Understanding Flickr data

Now that we have created a sample app and extracted data using it in the previous section, let us move ahead and understand more about the data we get from Flickr. We will leverage packages such as httr, plyr, piper, and so on and build on our code base, as in previous chapters.

To begin with, let's use our utility function to extract ten days' worth of data. The following snippet extracts the data using the interestingness API end point:

# Mention day count
daysAnalyze = 10

interestingDF <- lapply(1:daysAnalyze,getInterestingData) %>>%
                    ( do.call(rbind, .) )

Now, if we look at the attributes of the DataFrame generated using the previous snippet, we have details like, data, photo.id, photo.owner, photo.title and so on. Though this DataFrame is useful in terms of identifying what photographs qualify as interesting on certain days, it does little to tell us much about the photographs themselves.

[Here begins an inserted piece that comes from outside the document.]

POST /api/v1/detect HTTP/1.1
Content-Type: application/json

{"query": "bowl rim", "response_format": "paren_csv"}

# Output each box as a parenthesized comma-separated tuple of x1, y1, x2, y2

So the logical next step is to find, extract, process, and leverage image-related attributes of these interesting photos from the past ten days. However, before we get to image specific attributes, let us take a detour and understand a bit about EXIF!

Understanding more about EXIF

Exchangeable Image File Format (EXIF) is a format used by digital cameras, smartphones, and other devices to handle and store information related to images, sounds, videos, and so on. It is a long-standing standard, first released in the mid-1990s, and now widely used by digital devices with photographic capabilities. Without going into too much detail, EXIF defines how and what all metadata related to images, sounds and videos is stored by these devices and/or editing software such as Adobe Photoshop, Gimp and the likes.

Some of the most commonly found metadata attributes in image files are:

  • Date and time information
  • Camera settings, such as focal length, aperture, ISO, and so on
  • Device information, such as model, make, lens type, lens model, and so on
  • Copyright and descriptions

EXIF metadata or EXIF for short is not just used for the handling of digital images by software and hardware but is used in common lingo by professional photographers as well. Photographers use EXIF to discuss and convey details about how a particular image was taken, using what camera and lens, in a concise and standard format, which is consistent across images taken using cameras from different manufacturers.

The following is a snapshot showcasing a particular image's EXIF information:

Understanding more about EXIF

EXIF Sample [source: By Sysy~commonswiki - Own work, Public Domain, https://commons.wikimedia.org/w/index.php?curid=1468710]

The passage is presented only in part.